The primary analysis included 200 patients, 27% of whom had KRAS-mutant tumors, and 186 of whom were evaluable for the primary endpoint, 8-week disease control rate (DCR). Among those patients, the 8-week DCR was 50% with erlotinib plus MK-2206, 53% with MK-2206 plus AZD6244, 46% with sorafenib monotherapy, and 32% with erlotinib monotherapy.
In the KRAS-mutant subgroup, DCRs were 20% with erlotinib alone, 25% with erlotinib plus MK-2206, 62% with MK-2206 plus AZD6244, and 44% with sorafenib. In the KRAS-wild type cohort exclusively, the 8-week DCRs were 6%, 57%, 49%, and 47% for these same patient groups, respectively.

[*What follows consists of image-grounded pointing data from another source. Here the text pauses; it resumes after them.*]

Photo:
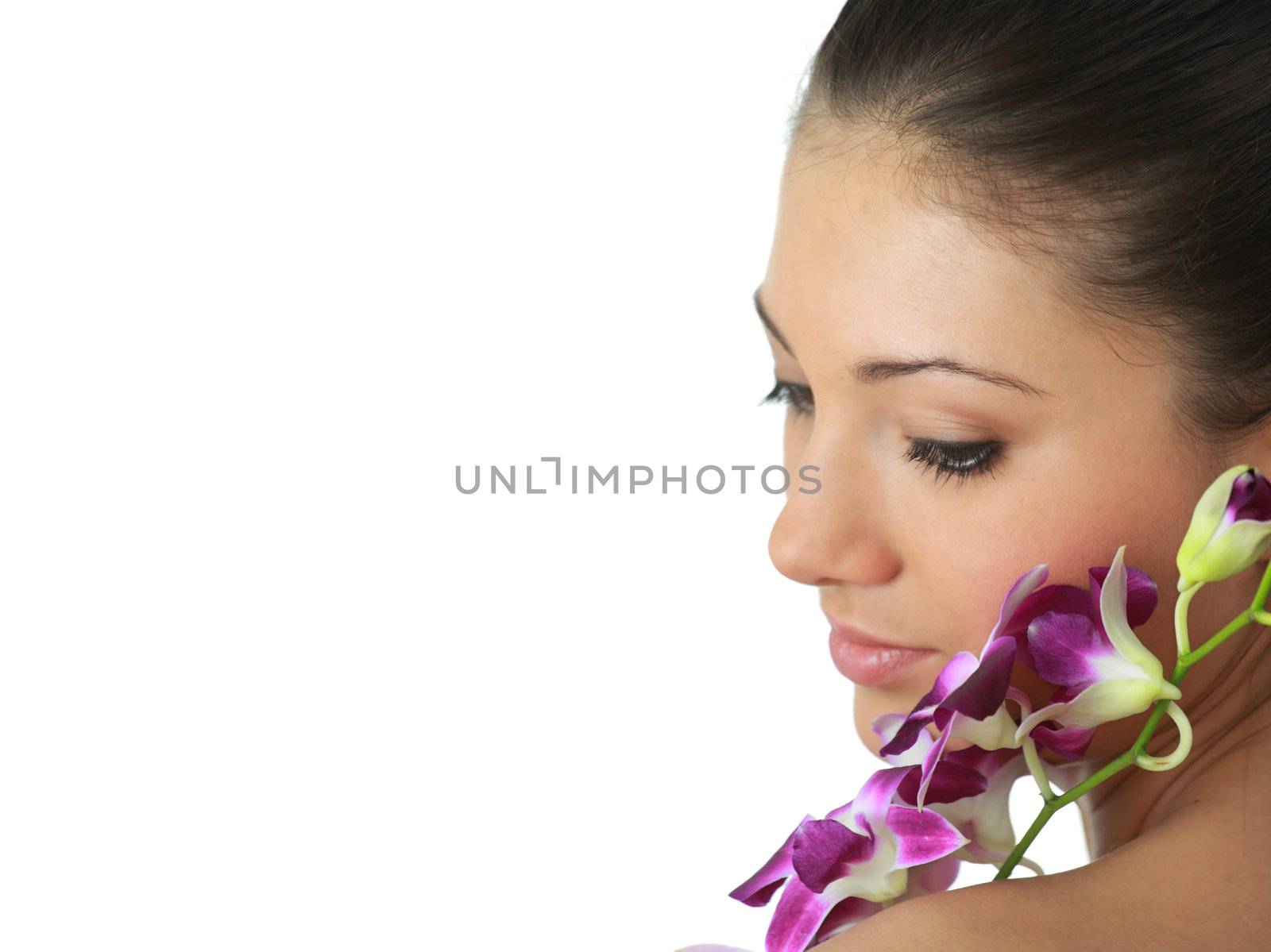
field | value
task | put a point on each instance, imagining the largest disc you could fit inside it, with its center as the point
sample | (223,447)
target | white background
(271,272)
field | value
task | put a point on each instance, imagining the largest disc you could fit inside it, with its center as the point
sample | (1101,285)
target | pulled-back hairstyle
(1128,140)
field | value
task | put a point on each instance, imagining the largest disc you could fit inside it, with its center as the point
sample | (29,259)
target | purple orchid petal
(921,835)
(1016,596)
(932,759)
(1141,594)
(1250,499)
(871,804)
(847,913)
(1052,598)
(983,761)
(956,670)
(950,782)
(1064,646)
(824,850)
(936,876)
(1068,742)
(984,689)
(759,888)
(798,918)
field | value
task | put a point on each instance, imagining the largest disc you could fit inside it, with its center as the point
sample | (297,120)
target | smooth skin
(866,266)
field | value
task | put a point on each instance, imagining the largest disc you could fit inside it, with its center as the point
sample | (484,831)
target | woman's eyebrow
(872,370)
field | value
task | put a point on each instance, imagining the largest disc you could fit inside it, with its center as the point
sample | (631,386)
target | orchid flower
(1105,670)
(968,698)
(983,819)
(1230,528)
(845,867)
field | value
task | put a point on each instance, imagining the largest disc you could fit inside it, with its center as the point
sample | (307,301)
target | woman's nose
(836,535)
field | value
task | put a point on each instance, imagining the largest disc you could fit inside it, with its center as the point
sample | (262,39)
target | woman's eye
(798,397)
(960,459)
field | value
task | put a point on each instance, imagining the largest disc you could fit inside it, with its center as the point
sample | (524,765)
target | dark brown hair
(1128,140)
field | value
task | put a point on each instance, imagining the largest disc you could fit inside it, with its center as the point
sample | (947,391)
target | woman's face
(1084,454)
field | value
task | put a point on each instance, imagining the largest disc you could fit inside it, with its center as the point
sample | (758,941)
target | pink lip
(868,661)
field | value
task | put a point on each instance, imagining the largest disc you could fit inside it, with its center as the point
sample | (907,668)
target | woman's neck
(1230,723)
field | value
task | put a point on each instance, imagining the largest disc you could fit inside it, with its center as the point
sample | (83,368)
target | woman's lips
(868,662)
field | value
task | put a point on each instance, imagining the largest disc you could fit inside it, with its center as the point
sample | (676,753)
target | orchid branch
(1138,750)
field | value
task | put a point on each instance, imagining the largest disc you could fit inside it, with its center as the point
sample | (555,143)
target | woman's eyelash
(798,397)
(947,458)
(955,459)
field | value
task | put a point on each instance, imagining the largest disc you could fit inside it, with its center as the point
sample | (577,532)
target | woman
(1018,305)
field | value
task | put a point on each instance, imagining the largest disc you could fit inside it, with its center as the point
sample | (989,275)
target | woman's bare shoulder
(1192,882)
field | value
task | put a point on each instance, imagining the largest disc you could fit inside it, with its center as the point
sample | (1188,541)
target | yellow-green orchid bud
(1230,528)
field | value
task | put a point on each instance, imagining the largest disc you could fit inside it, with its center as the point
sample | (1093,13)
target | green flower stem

Median progression-free survival was 2 months and did not differ based on KRAS status. Median overall survival was 6.5 months, 9 months with erlotinib plus MK-2206, and 5.1 months with MK-2206 plus AZD6244 and sorafenib monotherapy. Additionally, patients with mesenchymal tumors had median survival of 7.5 months versus 5 months among those with epithelial tumors.
Thus, researchers concluded that despite improvement in progression-free survival on therapies that did not contain erlotinib for KRAS-mutation positive patients and better prognosis for mesenchymal tumors, better biomarker driven treatment strategies are still needed.